As the sun set, the priest, dancers, band and worshippers emerged from the church, street vendors set up hot drink stalls, a blazing bonfire was lit, and the plaza filled with families. We watched in amazement as pairs of dancers with black face masks whipped each others' legs with long látigos(never figured out why...), egged on by a man dressed like a colonial peasant girl, while the band played a bouncy, upbeat, off tune melody. Later, pairs of dancers with white face masks, a stuffed llama swinging from each of their belts, twirled and whipped each other, occasionally tossing the llama about, or ran into each other, bashing their chests, and all the while the crowd laughed at their antics.
We watched for several hours as the stars came out and the temperature dropped, on a cold Andean autumn evening.
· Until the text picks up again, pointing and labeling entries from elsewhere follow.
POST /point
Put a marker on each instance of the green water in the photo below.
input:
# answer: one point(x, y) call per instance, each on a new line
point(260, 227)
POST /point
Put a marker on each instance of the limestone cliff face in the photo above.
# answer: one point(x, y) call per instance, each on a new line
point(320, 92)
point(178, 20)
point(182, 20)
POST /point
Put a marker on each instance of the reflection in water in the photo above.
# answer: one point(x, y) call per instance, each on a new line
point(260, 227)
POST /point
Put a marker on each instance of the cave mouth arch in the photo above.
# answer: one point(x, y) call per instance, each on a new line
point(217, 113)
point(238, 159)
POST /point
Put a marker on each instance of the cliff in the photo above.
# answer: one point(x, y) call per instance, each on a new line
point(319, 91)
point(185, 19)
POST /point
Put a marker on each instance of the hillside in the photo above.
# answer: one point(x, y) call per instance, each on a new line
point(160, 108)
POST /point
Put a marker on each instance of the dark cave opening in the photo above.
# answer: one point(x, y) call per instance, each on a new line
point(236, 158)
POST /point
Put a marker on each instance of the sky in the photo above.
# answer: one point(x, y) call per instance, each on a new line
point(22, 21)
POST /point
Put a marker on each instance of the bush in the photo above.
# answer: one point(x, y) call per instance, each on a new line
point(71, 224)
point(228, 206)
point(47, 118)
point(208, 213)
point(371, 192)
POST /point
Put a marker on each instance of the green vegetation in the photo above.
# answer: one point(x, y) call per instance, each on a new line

Early the next morning, we heard the band playing and there they were again, both groups dancing in the plaza. In what seemed to be the festival's finale, the two groups of dancers took turns transporting the silk robed cross, carefully placed on a flower bedecked platform, to another Catholic church just down the road. As we watched, we imagined a similar festival happening over 500 years ago, with no crosses and different instruments, but the same costumes, stuffed llamas, and excited crowd, presided over by Incan royalty and high priests.